El límite es uno mismo. Cuando se trata de entender la frontera entre una imagen sensual, una erótica y una pornográfica, dice Edward Lucie-Smith, el límite radica en esa delgadísima línea, ese límite impuesto por nuestra manera de pensar, nuestro bagaje cultural, nuestra moral. ¿Hasta dónde se disfruta de una obra y hasta dónde nos ofende?
«Si la belleza está en la mirada del espectador, el erotismo está en su mente».
Y es que el erotismo es el diálogo en el que conviven el amor romántico y el amor apasionado, el deseo sensual y el amor carnal, y no sólo eso, sino que en él convergen la idea, las proyecciones, las fantasías, la represión, la complacencia y hasta el desfogue, es decir, la aceptación o rechazo, el placer estético o la agresión radica en el espectador.

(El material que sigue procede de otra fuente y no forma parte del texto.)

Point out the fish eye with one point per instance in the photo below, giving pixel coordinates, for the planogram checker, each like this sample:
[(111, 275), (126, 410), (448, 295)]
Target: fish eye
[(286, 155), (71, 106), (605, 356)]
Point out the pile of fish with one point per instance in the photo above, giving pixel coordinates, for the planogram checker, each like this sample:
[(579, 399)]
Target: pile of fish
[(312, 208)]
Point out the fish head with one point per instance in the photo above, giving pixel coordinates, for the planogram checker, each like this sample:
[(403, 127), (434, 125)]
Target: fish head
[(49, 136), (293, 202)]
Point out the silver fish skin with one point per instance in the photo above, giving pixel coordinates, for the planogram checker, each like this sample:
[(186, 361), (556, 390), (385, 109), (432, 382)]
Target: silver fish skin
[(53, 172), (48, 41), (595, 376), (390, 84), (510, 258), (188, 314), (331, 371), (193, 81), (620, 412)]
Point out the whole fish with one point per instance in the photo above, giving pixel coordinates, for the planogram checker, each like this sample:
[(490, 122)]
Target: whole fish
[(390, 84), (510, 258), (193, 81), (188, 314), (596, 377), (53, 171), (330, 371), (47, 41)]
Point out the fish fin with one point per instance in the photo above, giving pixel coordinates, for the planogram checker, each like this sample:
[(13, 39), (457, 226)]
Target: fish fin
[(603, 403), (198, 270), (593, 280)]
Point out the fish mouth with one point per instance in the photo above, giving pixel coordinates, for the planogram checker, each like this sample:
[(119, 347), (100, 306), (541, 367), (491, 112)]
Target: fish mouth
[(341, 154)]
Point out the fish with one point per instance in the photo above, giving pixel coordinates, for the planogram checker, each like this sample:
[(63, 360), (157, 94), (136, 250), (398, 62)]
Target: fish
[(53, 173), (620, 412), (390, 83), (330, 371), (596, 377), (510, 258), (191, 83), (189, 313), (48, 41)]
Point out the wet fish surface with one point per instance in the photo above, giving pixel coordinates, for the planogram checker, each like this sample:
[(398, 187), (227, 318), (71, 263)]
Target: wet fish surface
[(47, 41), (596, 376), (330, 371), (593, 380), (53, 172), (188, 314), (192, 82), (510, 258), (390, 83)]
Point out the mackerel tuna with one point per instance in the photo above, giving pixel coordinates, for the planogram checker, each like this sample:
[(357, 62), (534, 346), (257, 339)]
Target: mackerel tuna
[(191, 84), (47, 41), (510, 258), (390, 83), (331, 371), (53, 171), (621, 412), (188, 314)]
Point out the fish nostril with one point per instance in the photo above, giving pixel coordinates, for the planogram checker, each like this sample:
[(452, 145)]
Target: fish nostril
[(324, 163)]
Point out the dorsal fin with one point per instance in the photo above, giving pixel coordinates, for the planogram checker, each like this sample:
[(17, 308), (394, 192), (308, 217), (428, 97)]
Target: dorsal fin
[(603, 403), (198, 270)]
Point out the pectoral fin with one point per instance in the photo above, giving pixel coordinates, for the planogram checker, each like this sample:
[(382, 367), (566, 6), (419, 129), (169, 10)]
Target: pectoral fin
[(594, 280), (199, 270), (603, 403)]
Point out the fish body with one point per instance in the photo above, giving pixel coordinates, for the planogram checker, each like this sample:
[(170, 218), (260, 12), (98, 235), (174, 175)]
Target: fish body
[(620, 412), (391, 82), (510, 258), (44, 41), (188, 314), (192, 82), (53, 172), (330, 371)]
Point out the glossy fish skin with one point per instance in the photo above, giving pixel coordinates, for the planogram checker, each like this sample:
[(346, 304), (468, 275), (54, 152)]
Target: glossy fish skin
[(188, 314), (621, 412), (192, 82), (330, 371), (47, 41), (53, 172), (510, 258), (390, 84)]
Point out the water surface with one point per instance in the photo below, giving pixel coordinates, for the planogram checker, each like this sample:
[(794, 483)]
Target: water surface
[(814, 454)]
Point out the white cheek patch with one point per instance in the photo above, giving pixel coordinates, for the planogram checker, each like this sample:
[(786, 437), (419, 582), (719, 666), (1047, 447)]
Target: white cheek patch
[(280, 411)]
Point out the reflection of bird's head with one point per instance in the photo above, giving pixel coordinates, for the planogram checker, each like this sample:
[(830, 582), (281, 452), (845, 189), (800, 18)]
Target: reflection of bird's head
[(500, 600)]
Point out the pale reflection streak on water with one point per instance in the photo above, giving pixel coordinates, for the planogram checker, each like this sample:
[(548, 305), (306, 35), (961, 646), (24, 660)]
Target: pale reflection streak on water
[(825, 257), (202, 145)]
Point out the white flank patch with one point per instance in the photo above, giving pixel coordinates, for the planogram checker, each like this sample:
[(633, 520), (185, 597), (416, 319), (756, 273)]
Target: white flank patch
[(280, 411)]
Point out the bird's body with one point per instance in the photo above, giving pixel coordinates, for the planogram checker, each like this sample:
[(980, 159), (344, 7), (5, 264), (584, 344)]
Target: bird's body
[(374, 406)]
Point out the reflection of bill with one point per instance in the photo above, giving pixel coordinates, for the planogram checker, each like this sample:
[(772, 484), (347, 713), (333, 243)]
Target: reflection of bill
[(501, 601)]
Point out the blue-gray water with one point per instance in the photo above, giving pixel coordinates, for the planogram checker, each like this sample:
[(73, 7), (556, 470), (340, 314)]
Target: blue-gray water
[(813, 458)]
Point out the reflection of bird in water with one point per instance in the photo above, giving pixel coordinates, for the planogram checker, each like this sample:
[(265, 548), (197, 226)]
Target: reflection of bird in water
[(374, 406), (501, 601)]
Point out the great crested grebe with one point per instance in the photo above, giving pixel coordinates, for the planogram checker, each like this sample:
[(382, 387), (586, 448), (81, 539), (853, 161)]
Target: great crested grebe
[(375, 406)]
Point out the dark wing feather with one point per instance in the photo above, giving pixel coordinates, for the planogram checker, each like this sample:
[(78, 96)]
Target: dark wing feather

Cualquier ámbito de creación artística es propicio para el tópico del erotismo: la literatura, con el Marqués de Sade, Émile Zola, Henry Miller, D. H. Lawrence o Guillaume Apollinaire; la escultura —en la que por siglos estuvo disfrazado de escenas mitológicas—, en manos de Antonio Canova y Auguste Rodin; la fotografía, el grabado, el baile, el cine, las artes populares —en la forma de juguetillos, figuras, bisutería o coplas picarescas—.
Pero el tema que nos ocupa es el erotismo en la pintura, donde las manifestaciones de la libido, la imaginería sexual y el deseo carnal toman forma mediante el color, la composición y la sutileza o la audacia de la expresión plástica.